The FDA is reviewing Opdivo/Cabometyx based on the results of the CheckMate-9ER trial, which was revealed to some fanfare at the virtual ESMO congress last month. In the study, the combination reduced the overall risk of death by 40% compared to Pfizer’s older drug Sutent (sunitinib), a standard first-line therapy for RCC.

That benefit applied to all patients, not just those with PD-L1-positive tumours who typically respond best to checkpoint inhibitors, and the duo also doubled the median progression-free survival (PFS) to 16.6 months versus 8.3 months for the Sutent group.

According to Exelixis, Cabometyx – a small-molecule inhibitor of RET, MET and VEGFR2 tyrosine kinases – creates a “more immune-permissive tumour environment that may allow for synergistic antitumor activity when combined with Opdivo.”

Approval alongside Opdivo in RCC would also be a big boost to Exelixis which currently makes the bulk of its Cabometyx sales from use of the drug as a second-line treatment for RCC patients previously treated with Sutent or other drugs like Bayer’s Nexavar (sorafenib) or Roche’s Avastin (bevacizumab).
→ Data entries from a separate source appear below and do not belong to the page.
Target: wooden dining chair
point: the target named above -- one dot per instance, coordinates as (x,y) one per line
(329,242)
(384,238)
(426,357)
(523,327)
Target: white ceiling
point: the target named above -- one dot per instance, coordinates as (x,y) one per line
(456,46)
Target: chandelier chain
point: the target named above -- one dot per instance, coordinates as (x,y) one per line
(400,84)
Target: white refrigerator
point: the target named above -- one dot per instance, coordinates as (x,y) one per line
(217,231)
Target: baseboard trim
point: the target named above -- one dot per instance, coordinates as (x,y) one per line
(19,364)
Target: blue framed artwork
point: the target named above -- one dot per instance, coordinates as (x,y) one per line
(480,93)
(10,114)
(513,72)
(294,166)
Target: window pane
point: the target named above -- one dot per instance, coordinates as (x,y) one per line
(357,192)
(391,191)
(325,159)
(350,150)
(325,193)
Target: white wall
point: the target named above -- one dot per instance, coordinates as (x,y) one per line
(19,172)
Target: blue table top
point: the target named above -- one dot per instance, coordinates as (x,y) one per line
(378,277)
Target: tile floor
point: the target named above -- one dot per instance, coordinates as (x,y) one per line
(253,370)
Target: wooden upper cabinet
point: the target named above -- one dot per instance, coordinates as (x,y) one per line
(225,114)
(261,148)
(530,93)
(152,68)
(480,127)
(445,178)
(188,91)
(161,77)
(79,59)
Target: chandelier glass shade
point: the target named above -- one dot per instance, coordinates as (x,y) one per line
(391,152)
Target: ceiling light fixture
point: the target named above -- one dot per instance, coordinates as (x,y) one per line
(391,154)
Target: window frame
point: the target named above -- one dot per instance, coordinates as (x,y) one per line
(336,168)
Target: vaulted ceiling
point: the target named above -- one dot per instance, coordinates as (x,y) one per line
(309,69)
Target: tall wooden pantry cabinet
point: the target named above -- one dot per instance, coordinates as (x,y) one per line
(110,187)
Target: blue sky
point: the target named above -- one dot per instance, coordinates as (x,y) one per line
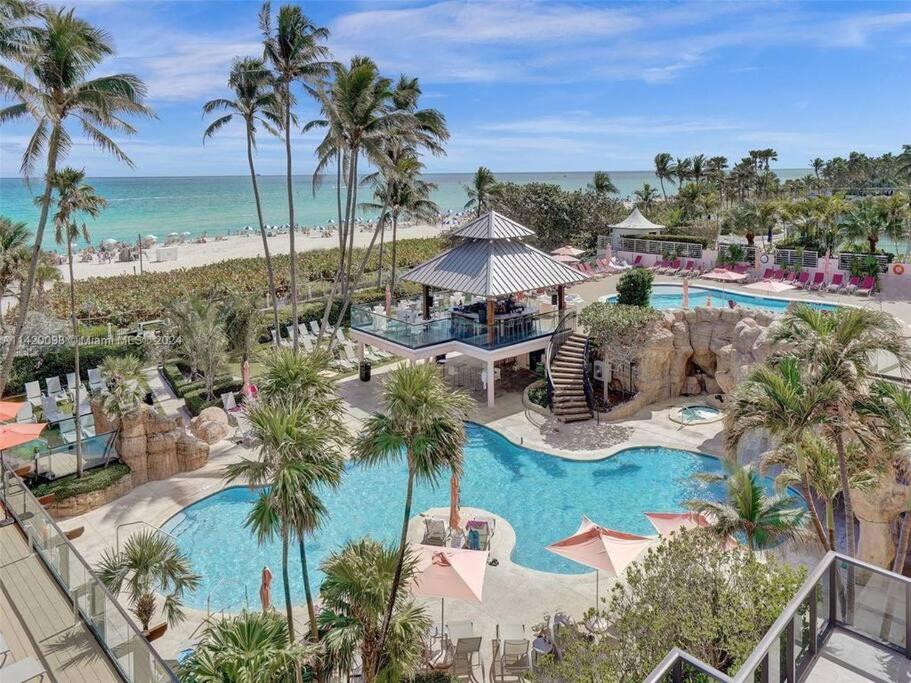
(540,86)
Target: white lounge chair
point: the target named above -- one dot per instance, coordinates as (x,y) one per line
(33,393)
(96,381)
(26,669)
(54,389)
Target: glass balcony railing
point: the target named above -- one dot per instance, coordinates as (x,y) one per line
(115,632)
(372,319)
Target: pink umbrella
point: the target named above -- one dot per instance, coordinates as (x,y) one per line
(600,548)
(568,250)
(449,573)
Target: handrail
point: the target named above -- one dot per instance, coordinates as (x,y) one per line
(90,574)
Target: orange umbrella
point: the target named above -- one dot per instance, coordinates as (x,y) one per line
(600,548)
(18,434)
(9,410)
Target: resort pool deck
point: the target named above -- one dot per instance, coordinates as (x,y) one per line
(541,496)
(671,296)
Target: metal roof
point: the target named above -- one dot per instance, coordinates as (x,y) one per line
(493,226)
(637,222)
(493,268)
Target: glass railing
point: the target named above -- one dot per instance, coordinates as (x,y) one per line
(115,632)
(371,318)
(840,592)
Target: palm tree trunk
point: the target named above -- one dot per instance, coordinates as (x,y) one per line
(850,541)
(286,584)
(69,256)
(814,515)
(262,231)
(26,294)
(311,610)
(397,578)
(294,320)
(395,227)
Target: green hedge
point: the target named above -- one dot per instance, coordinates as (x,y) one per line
(688,239)
(59,360)
(92,480)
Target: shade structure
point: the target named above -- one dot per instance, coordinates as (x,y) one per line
(9,410)
(600,548)
(449,573)
(17,434)
(769,286)
(567,250)
(725,276)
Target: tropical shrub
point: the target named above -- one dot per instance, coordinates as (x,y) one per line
(635,287)
(688,592)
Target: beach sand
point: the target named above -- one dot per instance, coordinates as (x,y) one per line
(236,246)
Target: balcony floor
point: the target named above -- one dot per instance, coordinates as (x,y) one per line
(846,658)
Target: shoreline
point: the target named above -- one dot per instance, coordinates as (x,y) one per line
(192,254)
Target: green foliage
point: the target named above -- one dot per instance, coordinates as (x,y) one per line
(559,216)
(58,360)
(689,593)
(635,287)
(92,480)
(125,299)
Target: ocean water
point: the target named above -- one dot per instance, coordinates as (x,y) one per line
(217,204)
(543,497)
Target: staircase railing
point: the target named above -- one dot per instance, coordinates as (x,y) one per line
(561,333)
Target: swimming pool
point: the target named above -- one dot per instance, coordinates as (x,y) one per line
(671,296)
(542,497)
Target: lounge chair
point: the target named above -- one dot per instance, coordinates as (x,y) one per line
(54,389)
(26,413)
(852,284)
(96,382)
(33,393)
(866,287)
(435,531)
(26,669)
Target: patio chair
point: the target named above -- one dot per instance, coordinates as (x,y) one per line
(435,531)
(836,283)
(33,393)
(96,382)
(26,413)
(54,389)
(852,284)
(866,287)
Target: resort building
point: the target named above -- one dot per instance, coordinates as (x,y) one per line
(492,298)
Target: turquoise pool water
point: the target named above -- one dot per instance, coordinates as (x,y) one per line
(671,296)
(542,496)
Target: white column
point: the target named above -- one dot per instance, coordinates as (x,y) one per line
(490,384)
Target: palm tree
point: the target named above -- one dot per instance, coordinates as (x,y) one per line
(663,172)
(481,191)
(56,87)
(776,398)
(255,104)
(74,196)
(423,421)
(14,252)
(356,588)
(840,347)
(602,184)
(765,520)
(149,564)
(646,196)
(294,49)
(252,646)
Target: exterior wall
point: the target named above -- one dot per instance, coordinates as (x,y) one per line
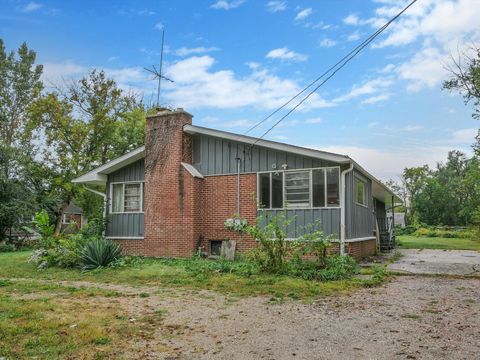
(329,219)
(359,219)
(218,156)
(219,200)
(127,224)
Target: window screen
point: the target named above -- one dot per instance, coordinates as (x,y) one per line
(132,197)
(265,190)
(117,198)
(277,190)
(318,187)
(360,189)
(297,188)
(333,180)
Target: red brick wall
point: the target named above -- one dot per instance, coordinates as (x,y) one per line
(169,195)
(219,200)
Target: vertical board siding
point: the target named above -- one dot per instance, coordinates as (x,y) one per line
(218,157)
(302,220)
(125,225)
(360,221)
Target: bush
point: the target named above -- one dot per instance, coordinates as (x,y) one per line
(100,253)
(4,247)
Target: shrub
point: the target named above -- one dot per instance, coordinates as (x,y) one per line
(4,247)
(100,252)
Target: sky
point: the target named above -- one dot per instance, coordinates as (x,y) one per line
(235,61)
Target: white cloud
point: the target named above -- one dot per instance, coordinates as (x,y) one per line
(464,136)
(351,19)
(286,54)
(354,36)
(31,6)
(184,51)
(313,121)
(367,88)
(198,86)
(327,42)
(376,99)
(303,14)
(413,128)
(275,6)
(226,5)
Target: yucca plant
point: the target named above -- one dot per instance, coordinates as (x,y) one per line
(99,253)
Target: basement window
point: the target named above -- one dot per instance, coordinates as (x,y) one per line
(216,247)
(127,197)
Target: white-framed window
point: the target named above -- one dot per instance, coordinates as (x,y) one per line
(360,192)
(127,197)
(303,188)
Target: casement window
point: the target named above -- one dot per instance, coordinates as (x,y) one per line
(360,192)
(127,197)
(310,188)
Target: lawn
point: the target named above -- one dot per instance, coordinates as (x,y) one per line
(417,242)
(44,318)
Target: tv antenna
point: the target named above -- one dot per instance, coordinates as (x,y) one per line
(158,74)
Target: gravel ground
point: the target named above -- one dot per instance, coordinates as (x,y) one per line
(408,318)
(411,317)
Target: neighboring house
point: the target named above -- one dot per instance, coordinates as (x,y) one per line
(173,196)
(73,218)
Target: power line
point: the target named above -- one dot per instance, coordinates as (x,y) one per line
(344,61)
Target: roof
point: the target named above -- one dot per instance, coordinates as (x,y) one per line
(98,176)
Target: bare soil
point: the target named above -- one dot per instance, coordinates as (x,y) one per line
(411,317)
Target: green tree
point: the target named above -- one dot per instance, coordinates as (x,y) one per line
(84,124)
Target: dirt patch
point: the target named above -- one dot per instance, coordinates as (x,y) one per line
(410,317)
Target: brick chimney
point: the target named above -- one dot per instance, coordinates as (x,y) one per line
(169,192)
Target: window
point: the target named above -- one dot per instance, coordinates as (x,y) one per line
(127,197)
(299,189)
(333,187)
(360,196)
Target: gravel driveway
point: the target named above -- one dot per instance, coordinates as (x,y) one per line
(411,317)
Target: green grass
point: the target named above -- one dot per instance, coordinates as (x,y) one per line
(165,273)
(414,242)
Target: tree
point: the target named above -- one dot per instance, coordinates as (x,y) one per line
(465,79)
(84,125)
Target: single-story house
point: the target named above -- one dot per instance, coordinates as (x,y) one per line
(172,196)
(73,218)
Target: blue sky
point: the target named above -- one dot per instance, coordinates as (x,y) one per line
(235,61)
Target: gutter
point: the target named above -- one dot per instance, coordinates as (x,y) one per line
(343,208)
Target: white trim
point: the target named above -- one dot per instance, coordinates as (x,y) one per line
(317,154)
(110,205)
(98,175)
(310,170)
(124,237)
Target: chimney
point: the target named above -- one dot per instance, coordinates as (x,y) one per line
(168,226)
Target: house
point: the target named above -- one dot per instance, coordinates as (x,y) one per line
(173,196)
(73,218)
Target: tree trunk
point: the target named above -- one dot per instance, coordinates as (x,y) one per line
(59,220)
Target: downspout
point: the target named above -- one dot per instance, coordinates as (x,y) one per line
(238,187)
(104,202)
(343,209)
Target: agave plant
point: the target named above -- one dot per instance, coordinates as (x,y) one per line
(99,253)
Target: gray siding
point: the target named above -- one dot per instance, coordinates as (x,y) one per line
(359,219)
(303,219)
(217,156)
(125,225)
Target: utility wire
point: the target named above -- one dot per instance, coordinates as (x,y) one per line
(344,61)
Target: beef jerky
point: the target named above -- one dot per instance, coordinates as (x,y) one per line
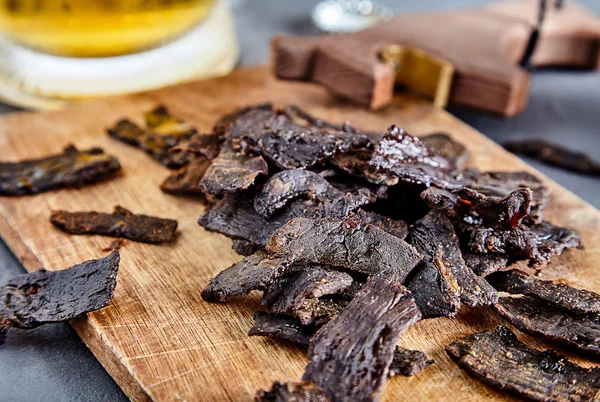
(349,357)
(281,327)
(452,150)
(435,238)
(232,172)
(537,244)
(395,227)
(408,362)
(292,392)
(344,243)
(255,272)
(485,264)
(290,145)
(244,247)
(537,317)
(72,168)
(298,293)
(499,359)
(204,145)
(558,294)
(163,133)
(288,185)
(476,208)
(555,155)
(120,223)
(187,179)
(236,217)
(43,297)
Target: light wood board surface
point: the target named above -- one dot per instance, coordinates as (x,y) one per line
(159,339)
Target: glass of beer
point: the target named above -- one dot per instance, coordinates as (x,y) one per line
(56,51)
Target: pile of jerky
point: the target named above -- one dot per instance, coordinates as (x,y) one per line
(353,237)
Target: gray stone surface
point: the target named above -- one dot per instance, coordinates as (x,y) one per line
(51,363)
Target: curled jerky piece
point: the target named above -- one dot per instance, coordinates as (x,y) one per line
(499,359)
(344,243)
(298,293)
(408,362)
(187,179)
(537,317)
(288,185)
(163,133)
(255,272)
(43,297)
(121,223)
(292,392)
(350,356)
(72,168)
(435,238)
(452,150)
(560,295)
(281,327)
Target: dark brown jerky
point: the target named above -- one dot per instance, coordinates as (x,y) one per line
(187,179)
(255,272)
(485,264)
(163,133)
(244,247)
(72,168)
(537,317)
(121,223)
(558,294)
(205,145)
(499,359)
(281,327)
(452,150)
(408,362)
(298,292)
(292,392)
(43,297)
(474,208)
(232,172)
(537,243)
(435,238)
(288,185)
(344,243)
(350,356)
(555,155)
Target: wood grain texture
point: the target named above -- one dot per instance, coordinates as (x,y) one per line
(159,339)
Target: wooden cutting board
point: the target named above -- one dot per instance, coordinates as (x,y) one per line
(158,339)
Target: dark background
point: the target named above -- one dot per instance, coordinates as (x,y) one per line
(51,363)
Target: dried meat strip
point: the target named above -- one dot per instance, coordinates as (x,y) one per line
(555,155)
(560,295)
(293,392)
(344,243)
(187,179)
(476,208)
(163,133)
(298,293)
(281,327)
(43,297)
(580,331)
(435,238)
(499,359)
(350,356)
(288,185)
(255,272)
(72,168)
(120,223)
(452,150)
(408,362)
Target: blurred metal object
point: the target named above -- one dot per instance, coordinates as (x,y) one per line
(341,16)
(421,71)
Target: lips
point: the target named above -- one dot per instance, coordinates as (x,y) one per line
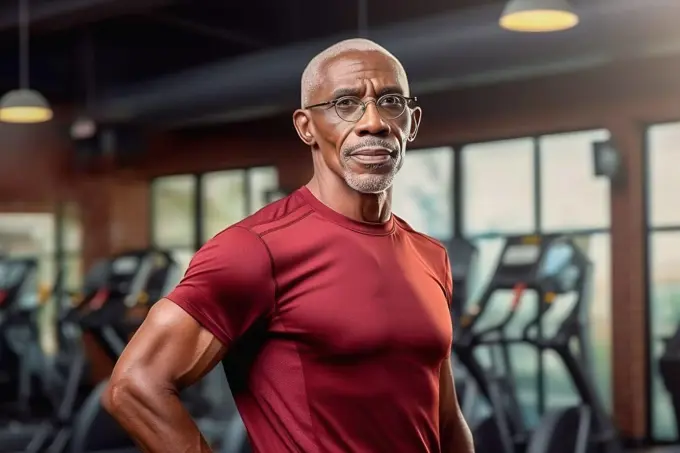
(372,156)
(372,152)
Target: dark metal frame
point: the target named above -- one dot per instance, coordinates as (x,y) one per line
(458,220)
(198,206)
(649,230)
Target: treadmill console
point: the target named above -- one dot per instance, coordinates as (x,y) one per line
(551,263)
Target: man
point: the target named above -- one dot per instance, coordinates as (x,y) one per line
(330,313)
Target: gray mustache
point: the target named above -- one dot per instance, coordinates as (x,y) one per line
(371,144)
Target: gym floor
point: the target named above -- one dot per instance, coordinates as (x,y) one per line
(506,146)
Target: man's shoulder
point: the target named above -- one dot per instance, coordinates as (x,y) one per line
(427,246)
(276,216)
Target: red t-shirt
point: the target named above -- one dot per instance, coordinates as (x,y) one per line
(336,329)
When the CheckMate-9ER data was reported at ESMO, lead investigator Toni Choueiri of the Dana-Farber Cancer Institute and Harvard University said that tolerability could be a key differentiator for Opdivo/Cabometyx could be a better side-effect profile than its rivals.

“The various combination treatments will unlikely be compared head-to-head, but I think quality of life could differentiate this new therapy,” he suggested.